6.500 soldats russes, en majorité des officiers, furent également fusillés dans ce camp par les SS.

 

 

 

 

 

 

 

 

 

 

 

 

 

 

 

 

 

 

 

 

 

 

 

 

 

 

 

 

 

 

 

 

 

 

 

 

 

 

 

 

 

 

 

 

 

 

 

 

Le sergent V.d.G. Arendt

durant la campagne d’Allemagne

 

 

 

 

 

Etapes suivies par le V.d.G. Guillaume ARENDT, chef de section à la 3e Compagnie, durant la Campagne d’Allemagne

 

 

1. Charleroi                  2. Amay                               3. Raeren

4. Aix-la-Chapelle      5. Münstereifel, Rheinbach et Remagen

6. Ehringhausen          7. Hofgeismar      8. Iena, Pilzen

9. Grossamelrode        10. Valenciennes  11. Overijsse

12. Anvers

 

 

 

Le logement des prisonniers 

 

De très nombreuses rangées de baraques s’alignaient d’un bout à l’autre du camp. Ces baraques servaient pour la plupart de dortoirs et étaient équipées de lits superposés en bois de 1 m de large. Ici règne une odeur aigre de chaire humaine. Jamais de ma vie je n’avais perçu une semblable odeur. Dans ces lits de 1 m de large, ils dormaient généralement à quatre, ce qui faisait 8 par lit superposé et cela parce que le camp était surpeuplé et qu’ainsi ils pouvaient se réchauffer mutuellement. Après un bref mesurage de ce dortoir où logeaient 1.600 prisonniers, je devais constater qu’il n’avait que 7 m de large sur 20 m de long et 3 m de haut. En été, les prisonniers disposaient d’une couverture et en hiver de deux.

 

Infirmerie et hôpital 

 

Ici régnait en maître absolu un médecin SS., qui fit périr par ses piqûres plus de 1.800 prisonniers. À l’entrée même de l’hôpital se trouve l’infirmerie où travaille en permanence le médecin SS. La visite de l’intérieur de l’infirmerie nous était interdite, les Américains y ayant apposé les scellés en attendant une enquête internationale.

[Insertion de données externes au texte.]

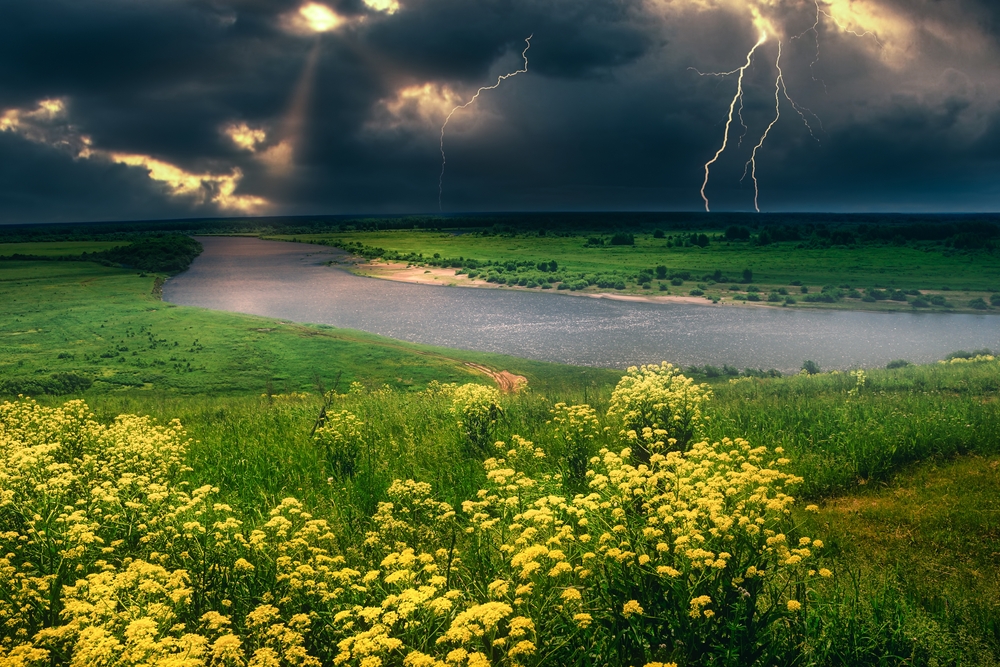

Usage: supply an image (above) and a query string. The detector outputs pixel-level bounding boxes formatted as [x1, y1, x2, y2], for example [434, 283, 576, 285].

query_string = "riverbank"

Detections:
[344, 256, 1000, 314]
[350, 257, 720, 306]
[280, 230, 1000, 313]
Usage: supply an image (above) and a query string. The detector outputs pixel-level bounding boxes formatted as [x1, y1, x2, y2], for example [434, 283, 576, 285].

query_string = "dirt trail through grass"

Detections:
[465, 362, 528, 394]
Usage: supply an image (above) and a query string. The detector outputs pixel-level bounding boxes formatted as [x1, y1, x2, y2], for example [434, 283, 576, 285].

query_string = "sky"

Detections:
[0, 0, 1000, 223]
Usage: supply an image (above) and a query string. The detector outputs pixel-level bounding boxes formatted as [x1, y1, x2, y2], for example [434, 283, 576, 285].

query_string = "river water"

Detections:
[163, 237, 1000, 372]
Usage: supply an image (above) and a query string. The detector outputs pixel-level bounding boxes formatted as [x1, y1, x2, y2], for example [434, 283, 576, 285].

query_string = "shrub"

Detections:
[313, 410, 364, 479]
[451, 383, 503, 454]
[725, 225, 750, 241]
[608, 362, 712, 460]
[551, 403, 601, 490]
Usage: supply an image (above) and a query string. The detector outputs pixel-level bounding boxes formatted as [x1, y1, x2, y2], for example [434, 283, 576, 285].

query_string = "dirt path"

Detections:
[465, 362, 528, 394]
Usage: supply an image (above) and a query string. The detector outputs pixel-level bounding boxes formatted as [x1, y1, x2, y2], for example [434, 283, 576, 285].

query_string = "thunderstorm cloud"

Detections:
[0, 0, 1000, 223]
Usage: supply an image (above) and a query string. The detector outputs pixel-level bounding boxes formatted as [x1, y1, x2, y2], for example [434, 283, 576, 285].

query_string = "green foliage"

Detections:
[91, 234, 202, 273]
[313, 410, 364, 479]
[608, 362, 712, 460]
[451, 384, 503, 456]
[0, 261, 620, 396]
[0, 373, 94, 396]
[552, 403, 602, 491]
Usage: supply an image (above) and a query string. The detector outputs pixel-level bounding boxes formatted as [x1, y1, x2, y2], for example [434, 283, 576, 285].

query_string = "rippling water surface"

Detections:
[163, 237, 1000, 371]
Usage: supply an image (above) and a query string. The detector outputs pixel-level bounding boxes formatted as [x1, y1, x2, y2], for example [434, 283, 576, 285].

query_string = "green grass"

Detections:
[268, 230, 1000, 312]
[0, 241, 127, 257]
[807, 455, 1000, 665]
[0, 261, 617, 394]
[48, 362, 1000, 665]
[7, 239, 1000, 665]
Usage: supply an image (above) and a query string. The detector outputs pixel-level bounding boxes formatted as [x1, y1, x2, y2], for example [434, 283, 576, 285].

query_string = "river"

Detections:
[163, 237, 1000, 372]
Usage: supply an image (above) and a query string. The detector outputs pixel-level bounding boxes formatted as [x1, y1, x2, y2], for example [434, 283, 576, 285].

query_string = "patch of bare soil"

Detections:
[465, 362, 528, 394]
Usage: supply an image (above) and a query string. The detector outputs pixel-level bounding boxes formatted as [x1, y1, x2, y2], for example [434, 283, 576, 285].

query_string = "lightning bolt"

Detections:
[699, 32, 767, 213]
[438, 33, 535, 211]
[740, 42, 785, 213]
[792, 0, 829, 92]
[688, 0, 884, 213]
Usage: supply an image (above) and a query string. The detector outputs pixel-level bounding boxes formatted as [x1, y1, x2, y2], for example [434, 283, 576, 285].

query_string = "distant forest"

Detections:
[0, 213, 1000, 253]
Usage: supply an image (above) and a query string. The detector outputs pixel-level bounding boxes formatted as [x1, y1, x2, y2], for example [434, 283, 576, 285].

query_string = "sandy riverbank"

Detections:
[351, 261, 728, 306]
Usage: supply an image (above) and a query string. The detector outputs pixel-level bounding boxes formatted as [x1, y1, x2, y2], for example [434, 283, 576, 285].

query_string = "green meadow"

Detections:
[0, 261, 608, 394]
[267, 230, 1000, 312]
[0, 237, 1000, 667]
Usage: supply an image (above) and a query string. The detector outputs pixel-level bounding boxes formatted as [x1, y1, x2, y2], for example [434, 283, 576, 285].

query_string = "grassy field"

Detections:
[0, 239, 1000, 667]
[5, 361, 1000, 666]
[0, 261, 617, 395]
[0, 241, 125, 257]
[268, 230, 1000, 312]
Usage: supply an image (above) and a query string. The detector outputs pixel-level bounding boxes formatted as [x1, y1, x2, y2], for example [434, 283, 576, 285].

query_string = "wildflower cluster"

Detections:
[608, 362, 712, 461]
[451, 383, 503, 453]
[0, 365, 830, 667]
[550, 403, 602, 490]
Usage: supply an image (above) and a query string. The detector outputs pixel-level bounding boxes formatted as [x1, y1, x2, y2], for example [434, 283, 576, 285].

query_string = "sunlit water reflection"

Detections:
[163, 237, 1000, 371]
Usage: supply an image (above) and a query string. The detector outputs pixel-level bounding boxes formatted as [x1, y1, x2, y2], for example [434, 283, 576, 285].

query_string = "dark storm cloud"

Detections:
[0, 0, 1000, 222]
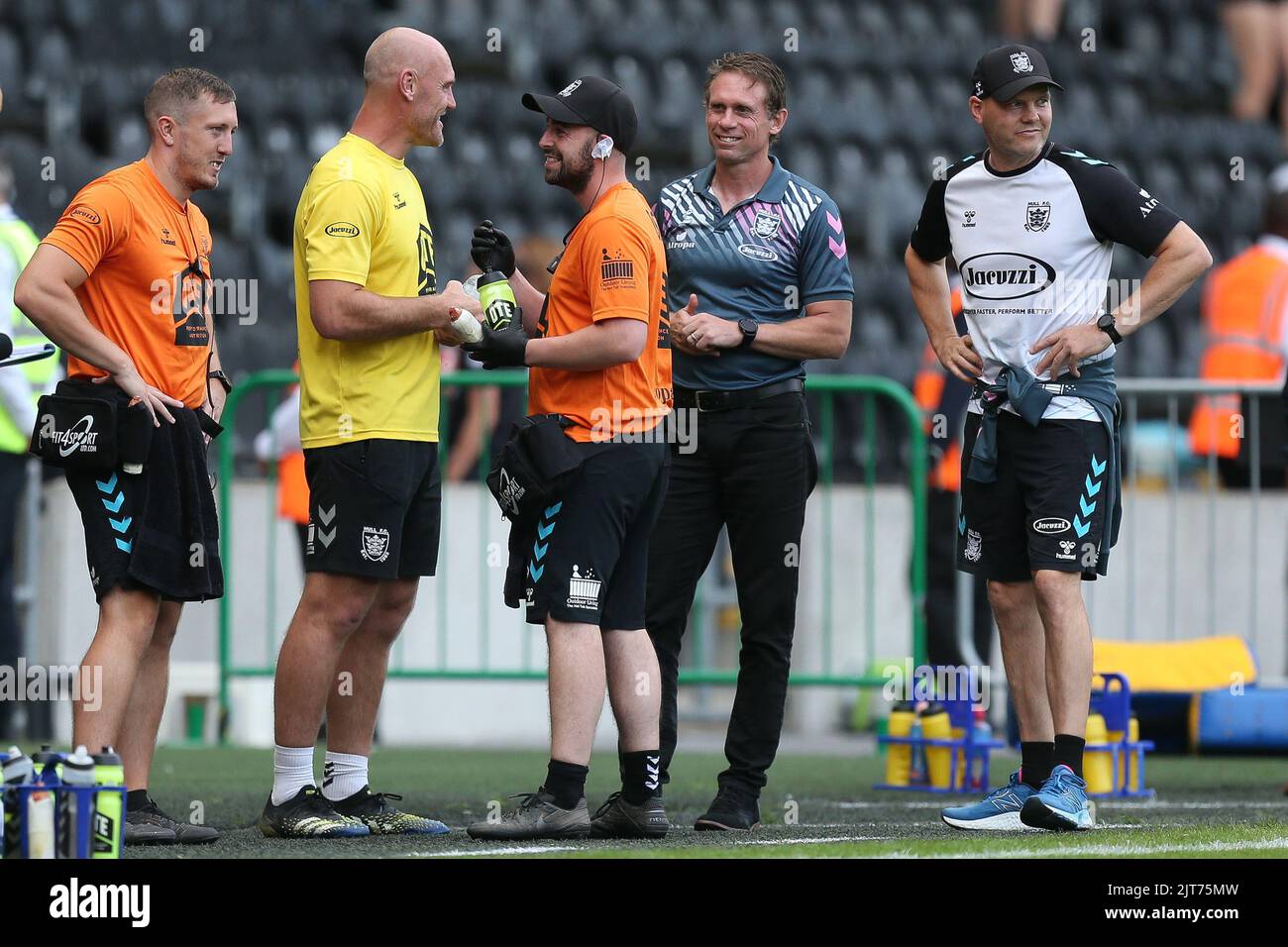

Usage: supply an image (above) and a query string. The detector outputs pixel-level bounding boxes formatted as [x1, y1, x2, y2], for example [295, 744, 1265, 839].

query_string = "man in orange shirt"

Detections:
[14, 68, 237, 844]
[467, 76, 671, 839]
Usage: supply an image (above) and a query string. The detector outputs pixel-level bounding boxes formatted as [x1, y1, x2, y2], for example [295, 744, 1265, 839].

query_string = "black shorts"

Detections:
[527, 443, 670, 631]
[957, 411, 1111, 582]
[63, 408, 224, 601]
[304, 438, 443, 579]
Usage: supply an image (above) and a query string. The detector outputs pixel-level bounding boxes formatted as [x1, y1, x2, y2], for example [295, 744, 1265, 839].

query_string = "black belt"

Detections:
[675, 377, 805, 411]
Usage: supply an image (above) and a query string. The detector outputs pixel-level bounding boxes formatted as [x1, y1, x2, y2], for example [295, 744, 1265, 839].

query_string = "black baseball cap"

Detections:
[970, 43, 1064, 102]
[523, 76, 639, 152]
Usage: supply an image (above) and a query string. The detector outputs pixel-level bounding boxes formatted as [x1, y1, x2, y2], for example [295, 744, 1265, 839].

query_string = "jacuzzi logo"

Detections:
[961, 254, 1055, 301]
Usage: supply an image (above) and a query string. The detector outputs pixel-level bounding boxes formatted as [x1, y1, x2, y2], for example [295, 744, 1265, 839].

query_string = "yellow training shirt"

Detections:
[295, 133, 439, 447]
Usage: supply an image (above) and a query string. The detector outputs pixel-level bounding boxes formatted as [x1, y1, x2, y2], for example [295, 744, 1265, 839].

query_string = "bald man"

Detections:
[259, 27, 481, 839]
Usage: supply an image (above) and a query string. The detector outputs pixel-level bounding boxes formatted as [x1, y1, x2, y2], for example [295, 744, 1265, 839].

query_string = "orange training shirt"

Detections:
[44, 161, 213, 408]
[528, 181, 671, 442]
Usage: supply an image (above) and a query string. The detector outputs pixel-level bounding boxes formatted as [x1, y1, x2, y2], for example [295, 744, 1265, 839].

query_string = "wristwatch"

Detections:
[1096, 312, 1124, 346]
[206, 368, 233, 394]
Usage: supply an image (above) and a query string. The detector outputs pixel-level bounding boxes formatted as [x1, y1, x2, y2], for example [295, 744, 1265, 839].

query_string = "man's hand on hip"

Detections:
[931, 333, 984, 384]
[1029, 322, 1109, 378]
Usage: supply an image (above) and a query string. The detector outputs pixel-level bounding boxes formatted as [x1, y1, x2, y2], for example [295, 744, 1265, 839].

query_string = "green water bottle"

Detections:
[478, 269, 519, 333]
[90, 746, 125, 858]
[55, 746, 94, 858]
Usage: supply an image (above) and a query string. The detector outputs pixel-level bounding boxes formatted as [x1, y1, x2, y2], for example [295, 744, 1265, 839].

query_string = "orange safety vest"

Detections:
[1190, 246, 1288, 458]
[912, 288, 962, 492]
[277, 451, 309, 526]
[277, 359, 309, 526]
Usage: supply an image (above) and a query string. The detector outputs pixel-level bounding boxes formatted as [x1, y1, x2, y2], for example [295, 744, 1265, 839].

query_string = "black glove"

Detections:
[463, 318, 528, 368]
[471, 220, 514, 279]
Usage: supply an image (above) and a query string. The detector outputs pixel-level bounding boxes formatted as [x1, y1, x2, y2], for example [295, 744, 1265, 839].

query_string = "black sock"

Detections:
[546, 760, 590, 809]
[621, 750, 662, 805]
[1020, 742, 1055, 789]
[1051, 733, 1087, 780]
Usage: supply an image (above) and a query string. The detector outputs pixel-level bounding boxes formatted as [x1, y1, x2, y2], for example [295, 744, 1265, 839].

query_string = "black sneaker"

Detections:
[125, 796, 219, 845]
[590, 792, 671, 839]
[125, 811, 177, 845]
[465, 786, 590, 841]
[693, 789, 760, 832]
[258, 785, 371, 839]
[331, 786, 448, 835]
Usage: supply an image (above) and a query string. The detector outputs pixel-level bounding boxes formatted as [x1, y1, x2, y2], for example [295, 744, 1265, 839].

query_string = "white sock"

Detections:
[322, 750, 369, 802]
[271, 743, 314, 805]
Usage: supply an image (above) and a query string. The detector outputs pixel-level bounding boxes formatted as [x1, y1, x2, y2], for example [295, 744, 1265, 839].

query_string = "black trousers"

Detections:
[645, 391, 818, 796]
[0, 454, 27, 737]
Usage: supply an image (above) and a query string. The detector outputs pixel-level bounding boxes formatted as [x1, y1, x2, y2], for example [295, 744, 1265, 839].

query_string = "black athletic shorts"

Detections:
[63, 408, 224, 601]
[304, 438, 443, 579]
[957, 411, 1109, 582]
[527, 443, 670, 631]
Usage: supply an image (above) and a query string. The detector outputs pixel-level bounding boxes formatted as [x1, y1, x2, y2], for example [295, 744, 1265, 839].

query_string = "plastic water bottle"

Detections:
[20, 743, 63, 858]
[0, 746, 36, 858]
[477, 269, 519, 333]
[970, 707, 993, 789]
[58, 746, 94, 858]
[90, 746, 125, 858]
[886, 701, 917, 786]
[909, 719, 926, 786]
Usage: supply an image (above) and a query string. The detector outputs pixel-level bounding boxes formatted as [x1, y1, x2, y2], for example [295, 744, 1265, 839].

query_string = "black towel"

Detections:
[125, 408, 224, 601]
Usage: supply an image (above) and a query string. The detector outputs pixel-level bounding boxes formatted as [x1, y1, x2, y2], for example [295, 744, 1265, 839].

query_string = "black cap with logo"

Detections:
[523, 76, 639, 152]
[970, 43, 1064, 102]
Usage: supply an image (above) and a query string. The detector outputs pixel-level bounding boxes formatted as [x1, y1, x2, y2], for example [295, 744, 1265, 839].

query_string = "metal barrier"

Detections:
[218, 369, 926, 737]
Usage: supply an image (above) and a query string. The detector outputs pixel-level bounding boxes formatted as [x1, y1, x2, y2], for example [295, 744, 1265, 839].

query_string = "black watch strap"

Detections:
[1096, 312, 1124, 346]
[206, 368, 233, 394]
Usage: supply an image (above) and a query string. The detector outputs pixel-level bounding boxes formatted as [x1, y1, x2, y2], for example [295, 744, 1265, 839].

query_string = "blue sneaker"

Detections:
[1020, 763, 1096, 831]
[939, 771, 1037, 832]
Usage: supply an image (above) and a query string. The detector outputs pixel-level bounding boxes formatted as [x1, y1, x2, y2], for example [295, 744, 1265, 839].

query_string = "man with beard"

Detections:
[467, 76, 671, 839]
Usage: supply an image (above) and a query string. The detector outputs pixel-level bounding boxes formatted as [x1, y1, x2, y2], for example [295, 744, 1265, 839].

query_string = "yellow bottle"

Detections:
[886, 701, 917, 786]
[1125, 716, 1140, 792]
[1105, 730, 1127, 792]
[1082, 714, 1115, 793]
[921, 703, 953, 789]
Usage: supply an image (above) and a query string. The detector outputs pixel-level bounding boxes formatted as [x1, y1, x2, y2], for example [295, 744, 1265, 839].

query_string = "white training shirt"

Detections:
[912, 142, 1180, 421]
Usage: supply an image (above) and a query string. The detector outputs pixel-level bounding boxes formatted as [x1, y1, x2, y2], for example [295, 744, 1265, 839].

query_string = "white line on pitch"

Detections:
[876, 839, 1288, 858]
[407, 845, 580, 858]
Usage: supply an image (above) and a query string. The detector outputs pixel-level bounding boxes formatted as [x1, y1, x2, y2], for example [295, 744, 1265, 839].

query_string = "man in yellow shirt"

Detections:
[259, 27, 480, 837]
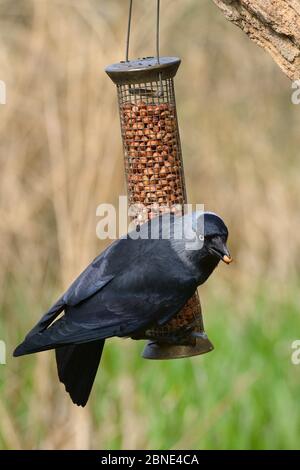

Toutes les personnes arrivant au camp malades et non rétablies après huit jours, ainsi que les inaptes à fournir un travail « valable » étaient  simplement supprimées à l’aide de piqûres par le médecin du camp. Une fois la piqûre reçue, le patient mourait après quelques minutes. L’hôpital proprement dit pouvait recevoir 3.500 malades. Ici aussi, il régnait une forte odeur de cadavre. Souvent on y laissait mourir les malades en leur refusant les soins.

Les lits de la rangée de gauche étaient destinés aux contaminés par le typhus, ceux de droite aux tuberculeux. Les lits du fond étaient pour les enfants dont le plus jeune n’avait que deux ans. Un prisonnier atteint d’une maladie contagieuse n’était pas isolé mais placé parmi ceux qui étaient gravement atteints. Pour cet homme, il n’y avait plus d’espoir de guérison. Aussi, ils mourraient par centaines toutes les semaines.

Les SS. venant de moins en moins dans le camp, il arrivait que les prisonniers ne signalaient plus la mort d’un ou de plusieurs des leurs et les gardaient dans le lit afin de pouvoir profiter de leur ration alimentaire. Inutile de dire que les rations étaient réduites au strict minimum. Tous les travaux intérieurs au camp étaient effectués par les prisonniers sous les ordres et la responsabilité d’un des leurs.

Sur la droite de l’allée centrale se trouvait aussi un 1aboratoire où travaillaient plusieurs médecins. L’entrée étant également interdite, on pouvait voir par la fenêtre des organes humains conservés sous verre et sans doute dans l’alcool. Notre guide nous signale qu’ici ces médecins se livraient à de nombreuses expériences sur le corps humain et tout spécialement sur les femmes. Il existait également des endroits destinés à la promiscuité. Au début, ces locaux étaient uniquement réservés aux SS. Progressivement, ces lieux furent le centre de propagation de nombreuses maladies. Aussi, les Allemands évitèrent-ils ces baraquements en y laissant proliférer les contaminations de tous genres.